スペイン1部レアル・ソシエダードの日本代表MF久保建英(24)の移籍に関する報道が再び活発化している。16日(日本時間17日)にはバレンシアとの今季開幕戦で、いきなり得点を決めた。トルコやイタリア方面からの関心も浮上するなどまだ何があるかわからない状況の中、元日本代表FW武田修宏氏(58=本紙評論家)は残留のススメを説く。その理由とは――。

 久保を巡っては、かねて世界最高峰イングランド・プレミアリーグのリバプール、アーセナル、トットナム、エバートンなどが獲得に動くと報じられてきた。さらに新シーズン開幕前には、新たにイタリア1部ACミラン、トルコ1部フェネルバフチェが争奪戦に参加する可能性が浮上。以前から名前が挙がっていたフランス1部パリ・サンジェルマンやスペイン1部アトレチコ・マドリードも、再び関心を強めている模様だ。

 そんな中、Rソシエダードの一員として今季開幕戦を迎えた久保は、先制された直後の後半15分、ペナルティーエリア手前でボールを受けると、鋭く左足を振り抜いて同点ゴールを決めてみせた。勝利とはいかなかったが、1―1でチームに勝ち点1をもたらした。

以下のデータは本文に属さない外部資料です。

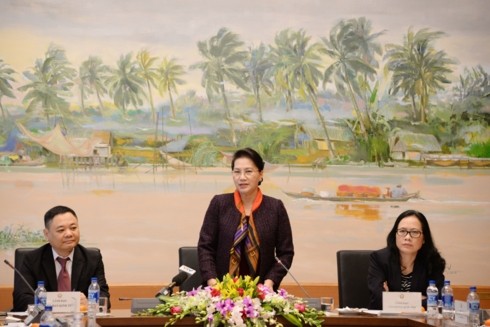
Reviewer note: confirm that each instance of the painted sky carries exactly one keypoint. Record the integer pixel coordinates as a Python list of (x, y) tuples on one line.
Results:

 開幕からエンジン全開のパフォーマンスに、武田氏は「パスが回ってこないし、Rソシエダードはビルドアップもうまくいかない中、失点してから3分後、数少ないチャンスで決めたゴールには、自分が決めるんだという気持ちがこもっていた。よりストライカーっぽくなってきたね」と絶賛した。

 注目される今夏の移籍に関しては「今後数試合でもっと活躍すればオファーが来るだろうし、あり得る」としながらも、元日本代表FWはRソシエダードに残って〝点取りマシン〟と化す道を切り開くべきとの意見だ。

「チームで点を取ってエースとして活躍して(スペイン1部リーグの)得点ランキングトップに入ってほしい。チャンスメークより、ストライカーとしての久保を見てみたい。そうすれば確実な移籍につながるし、(来年の北中米)W杯で活躍しても移籍をつかめる。今シーズンは2つのチャンスがある。焦って移籍しなくてもいいよね」

 あえて今夏に移籍して出場機会に恵まれない状況に追い込まれるより、主力としての地位を築いたチームで活躍を続けた方がW杯にも好影響というわけ。武田氏は「まずは試合に出ることが大事。開幕戦で点を取ったことで乗っていけると思う」と今季の得点量産を予測した。

 昨季のリーグ得点王は、レアル・マドリードのフランス代表FWキリアン・エムバペの31得点。久保は2022―23年シーズンの9得点がスペイン1部リーグ最多得点だが、爆発的に伸ばしていけるのか。その結果がビッグクラブ移籍へのバロメーターになりそうだ。